在患有前交叉韧带(ACL)撕裂的成年人中,磁共振成像(MRI)扫描上的骨瘀伤提供了对损伤潜在机制的深入了解。在患有 ACL 撕裂的儿童中,研究这些关系的文献很少。
检查和比较儿童 ACL 撕裂的接触性和非接触性 ACL 撕裂之间的骨瘀伤数量和位置。
队列研究;证据水平,3 级。
在 3 家不同的机构中,确定了 2018 年至 2022 年期间接受初次 ACL 重建手术的年龄≤14 岁的男孩和年龄≤12 岁的女孩。纳入标准需要详细记录损伤机制和初次 ACL 撕裂后 30 天内进行的 MRI。排除先天性下肢异常、合并骨折、后外侧角和/或后交叉韧带损伤、同侧膝关节既往损伤或手术、MRI 扫描上有闭合骺板的患者。根据接触或非接触损伤机制将患者分为 2 组。使用脂肪抑制 T2 加权图像和胫骨股骨关节的网格映射技术,对术前 MRI 扫描进行回顾性分析,以确定冠状面和矢状面是否存在骨瘀伤。

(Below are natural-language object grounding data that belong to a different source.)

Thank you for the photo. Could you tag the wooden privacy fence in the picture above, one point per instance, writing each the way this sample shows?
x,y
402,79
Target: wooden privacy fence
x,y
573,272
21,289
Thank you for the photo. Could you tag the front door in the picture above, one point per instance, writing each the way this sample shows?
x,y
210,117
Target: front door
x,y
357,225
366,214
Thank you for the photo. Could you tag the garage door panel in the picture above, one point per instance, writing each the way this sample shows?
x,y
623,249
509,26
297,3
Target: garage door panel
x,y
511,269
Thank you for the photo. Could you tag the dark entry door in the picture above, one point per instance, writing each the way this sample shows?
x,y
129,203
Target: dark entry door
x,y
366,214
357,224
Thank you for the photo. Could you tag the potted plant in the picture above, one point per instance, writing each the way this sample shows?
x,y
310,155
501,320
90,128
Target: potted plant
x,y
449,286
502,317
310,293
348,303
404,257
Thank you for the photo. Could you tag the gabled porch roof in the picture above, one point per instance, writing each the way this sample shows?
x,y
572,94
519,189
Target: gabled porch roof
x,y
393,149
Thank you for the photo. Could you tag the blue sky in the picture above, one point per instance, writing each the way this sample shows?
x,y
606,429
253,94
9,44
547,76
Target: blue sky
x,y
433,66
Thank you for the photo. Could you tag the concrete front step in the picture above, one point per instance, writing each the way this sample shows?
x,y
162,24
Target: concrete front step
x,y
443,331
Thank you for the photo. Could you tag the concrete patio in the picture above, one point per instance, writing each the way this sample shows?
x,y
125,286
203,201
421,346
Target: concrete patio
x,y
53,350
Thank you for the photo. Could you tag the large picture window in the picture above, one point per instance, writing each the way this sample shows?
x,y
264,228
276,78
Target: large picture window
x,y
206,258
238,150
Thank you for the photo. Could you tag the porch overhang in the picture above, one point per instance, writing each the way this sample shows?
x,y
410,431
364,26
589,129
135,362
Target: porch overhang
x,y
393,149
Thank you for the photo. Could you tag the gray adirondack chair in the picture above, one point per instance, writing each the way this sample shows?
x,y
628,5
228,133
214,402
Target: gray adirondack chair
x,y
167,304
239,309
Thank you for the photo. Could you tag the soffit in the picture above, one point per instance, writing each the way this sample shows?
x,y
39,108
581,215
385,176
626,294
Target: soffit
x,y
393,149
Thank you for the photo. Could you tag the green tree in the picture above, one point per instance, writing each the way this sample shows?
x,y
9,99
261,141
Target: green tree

共纳入 109 例患者,其中 76 例(69.7%)患者发生非接触性损伤,33 例(30.3%)患者发生接触性损伤。接触组和非接触组在年龄(11.8 ± 2.0 岁 vs 12.4 ± 1.3 岁; =.12)、男性(90.9% vs 88.2%; >.99)、初次损伤至 MRI 的时间(10.3 ± 8.1 天 vs 10.4 ± 8.9 天; =.84)、伴内侧半月板撕裂(18.2% vs 14.5%; =.62)或外侧半月板撕裂(69.7% vs 52.6%; =.097)、运动相关损伤(82.9% vs 81.8%; =.89)方面无显著差异。接触组和非接触组外侧胫骨股骨(外侧股骨髁+外侧胫骨平台)骨瘀伤频率(87.9% vs 78.9%; =.41)或内侧胫骨股骨(内侧股骨髁[MFC]+内侧胫骨平台)骨瘀伤频率(54.5% vs 35.5%; =.064)无显著差异。与非接触性 ACL 撕裂的患者相比,接触性 ACL 撕裂的患者更有可能出现中央 MFC 骨瘀伤(比值比,4.3;95%置信区间,1.6-11; =.0038),而更不可能出现外侧胫骨平台前侧骨瘀伤(比值比,0.27;95%置信区间,0.097-0.76; =.013)。
与非接触性 ACL 撕裂的儿童相比,接触性 ACL 撕裂的儿童在术前 MRI 扫描上更有可能出现中央 MFC 骨瘀伤。未来的研究应探讨这些骨瘀伤模式与接触性 ACL 撕裂儿童潜在的关节软骨损伤风险之间的关系。